Muslims protest in front of Myanmar's embassy in Bangkok (Reuters)
Muslims hold pictures and banners as they protest in front of Myanmar's embassy in Bangkok, Reuters Reuters

Bangladesh is preventing three international charities from providing aid to Muslim Rohingya refugees who cross the border to escape persecution in Myanmar.

France's Doctors without Borders (MSF) and Action Against Hunger (ACF) as well as Muslim Aid UK have been ordered to suspend their work in the border area of Cox's Bazaar, local administrator Joynul Bari said.

"The charities have been providing aid to tens of thousands of undocumented Rohingya refugees illegally. We asked them to stop all their projects in Cox's Bazaar," he told AFP.

Bari complained that the charities "were encouraging an influx of Rohingya refugees".

They have been working in Cox's Bazaar for 12 years, providing refugees with healthcare, job training, emergency food and drinking water.

The crackdown came a day after Human Rights Watch said those displaced were in dire need of "food, shelter, and medical care".

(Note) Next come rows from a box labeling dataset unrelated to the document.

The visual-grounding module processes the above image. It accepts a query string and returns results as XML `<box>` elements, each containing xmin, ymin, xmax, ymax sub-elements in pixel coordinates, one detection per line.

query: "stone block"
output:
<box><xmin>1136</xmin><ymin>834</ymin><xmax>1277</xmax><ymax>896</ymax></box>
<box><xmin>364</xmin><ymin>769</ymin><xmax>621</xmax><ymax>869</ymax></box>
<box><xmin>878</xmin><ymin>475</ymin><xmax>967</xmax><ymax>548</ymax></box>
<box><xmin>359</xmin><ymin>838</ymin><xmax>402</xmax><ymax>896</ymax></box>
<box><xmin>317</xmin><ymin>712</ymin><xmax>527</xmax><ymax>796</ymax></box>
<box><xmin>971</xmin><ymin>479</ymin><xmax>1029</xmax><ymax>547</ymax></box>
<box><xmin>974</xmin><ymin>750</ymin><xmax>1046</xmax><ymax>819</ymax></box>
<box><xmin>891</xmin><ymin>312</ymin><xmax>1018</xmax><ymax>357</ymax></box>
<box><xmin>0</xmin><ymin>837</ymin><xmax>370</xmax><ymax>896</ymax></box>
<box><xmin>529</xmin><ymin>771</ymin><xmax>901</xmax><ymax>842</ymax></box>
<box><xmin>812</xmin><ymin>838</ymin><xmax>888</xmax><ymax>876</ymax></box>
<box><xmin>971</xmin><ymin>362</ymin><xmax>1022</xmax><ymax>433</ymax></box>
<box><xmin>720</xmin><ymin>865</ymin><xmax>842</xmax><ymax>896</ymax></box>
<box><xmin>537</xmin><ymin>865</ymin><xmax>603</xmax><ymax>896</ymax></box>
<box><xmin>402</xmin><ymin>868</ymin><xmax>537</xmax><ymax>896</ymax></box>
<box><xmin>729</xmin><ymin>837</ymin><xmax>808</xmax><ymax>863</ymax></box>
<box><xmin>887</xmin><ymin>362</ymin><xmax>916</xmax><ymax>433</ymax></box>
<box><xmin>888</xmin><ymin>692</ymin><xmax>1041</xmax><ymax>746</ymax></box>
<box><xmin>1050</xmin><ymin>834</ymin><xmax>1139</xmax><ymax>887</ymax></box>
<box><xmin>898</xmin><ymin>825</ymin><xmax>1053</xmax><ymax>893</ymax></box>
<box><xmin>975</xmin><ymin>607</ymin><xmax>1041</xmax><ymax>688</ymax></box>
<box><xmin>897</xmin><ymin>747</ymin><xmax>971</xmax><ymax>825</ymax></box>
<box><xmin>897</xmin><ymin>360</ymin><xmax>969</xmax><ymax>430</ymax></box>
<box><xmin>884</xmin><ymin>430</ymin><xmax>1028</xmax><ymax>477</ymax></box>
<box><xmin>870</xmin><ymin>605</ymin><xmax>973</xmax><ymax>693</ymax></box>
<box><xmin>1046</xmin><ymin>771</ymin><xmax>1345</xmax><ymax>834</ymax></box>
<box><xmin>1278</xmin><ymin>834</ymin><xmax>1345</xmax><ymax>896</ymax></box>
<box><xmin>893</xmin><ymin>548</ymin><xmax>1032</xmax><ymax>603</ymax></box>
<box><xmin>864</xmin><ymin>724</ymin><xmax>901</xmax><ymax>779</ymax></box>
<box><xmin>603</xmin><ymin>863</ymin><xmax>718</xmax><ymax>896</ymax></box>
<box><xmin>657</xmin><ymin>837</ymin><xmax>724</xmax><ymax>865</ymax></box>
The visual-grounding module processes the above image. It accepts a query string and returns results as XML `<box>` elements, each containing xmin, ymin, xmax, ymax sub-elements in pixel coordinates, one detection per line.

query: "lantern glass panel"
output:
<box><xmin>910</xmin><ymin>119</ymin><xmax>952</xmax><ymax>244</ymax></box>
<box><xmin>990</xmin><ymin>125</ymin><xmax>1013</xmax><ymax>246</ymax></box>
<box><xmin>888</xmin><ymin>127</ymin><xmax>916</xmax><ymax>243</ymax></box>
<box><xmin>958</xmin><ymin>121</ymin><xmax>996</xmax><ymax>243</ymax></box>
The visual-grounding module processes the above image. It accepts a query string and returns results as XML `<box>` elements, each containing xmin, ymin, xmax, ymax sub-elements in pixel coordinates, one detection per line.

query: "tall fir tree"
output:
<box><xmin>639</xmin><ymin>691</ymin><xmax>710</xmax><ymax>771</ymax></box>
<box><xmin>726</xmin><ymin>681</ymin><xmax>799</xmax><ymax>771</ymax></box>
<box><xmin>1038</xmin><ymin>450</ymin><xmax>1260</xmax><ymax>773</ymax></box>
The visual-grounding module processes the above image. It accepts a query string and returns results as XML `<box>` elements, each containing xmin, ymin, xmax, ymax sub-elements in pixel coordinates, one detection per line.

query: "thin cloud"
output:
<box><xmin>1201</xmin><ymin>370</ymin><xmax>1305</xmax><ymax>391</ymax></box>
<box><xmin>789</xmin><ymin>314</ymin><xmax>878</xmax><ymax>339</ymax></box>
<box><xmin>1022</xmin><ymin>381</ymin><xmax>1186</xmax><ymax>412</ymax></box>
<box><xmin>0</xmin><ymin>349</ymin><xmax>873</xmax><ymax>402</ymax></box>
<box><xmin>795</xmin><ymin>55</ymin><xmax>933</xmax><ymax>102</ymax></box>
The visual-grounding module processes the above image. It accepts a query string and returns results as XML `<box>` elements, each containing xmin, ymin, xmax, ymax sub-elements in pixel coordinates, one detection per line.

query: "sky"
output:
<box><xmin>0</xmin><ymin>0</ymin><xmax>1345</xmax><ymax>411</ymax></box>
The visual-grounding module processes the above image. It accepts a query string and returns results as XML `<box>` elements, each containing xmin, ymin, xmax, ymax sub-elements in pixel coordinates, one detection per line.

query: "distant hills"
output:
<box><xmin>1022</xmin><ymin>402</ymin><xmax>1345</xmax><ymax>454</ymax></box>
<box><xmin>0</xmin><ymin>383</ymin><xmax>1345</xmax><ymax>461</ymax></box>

In recent weeks, Bangladesh has turned away boats carrying hundreds of Rohingya fleeing Myanmar.

Illegal immigrants

The Bangladesh government says 300,000 Rohingya are living in the country, with most concentrated in and around Cox's Bazaar.

The Myanmar government sees the Rohingya as illegal immigrants.

The two countries have been involved in a tug of war over who should bear responsibility for them. The Rohingya speak a Bengali dialect similar to one in southern Bangladesh.

Myanmar president Thein Sein said the best solution to end the violence against the Muslim minority in the country's Rakhine state would be to send them to another country. About 800,000 Rohingya live in Myanmar.

According to the United Nations the Rohingya are one of the world's most persecuted minority.

Sectarian violence in Rahkine has escalated with the deaths of 80 people and displacement of about 100,000.

In an incriminating 56-page report, HRW also said Myamar security forces "committed killings, rape, and mass arrests against Rohingya Muslims after failing to protect both them and Arakan Buddhists during deadly sectarian violence in western Burma in June 2012".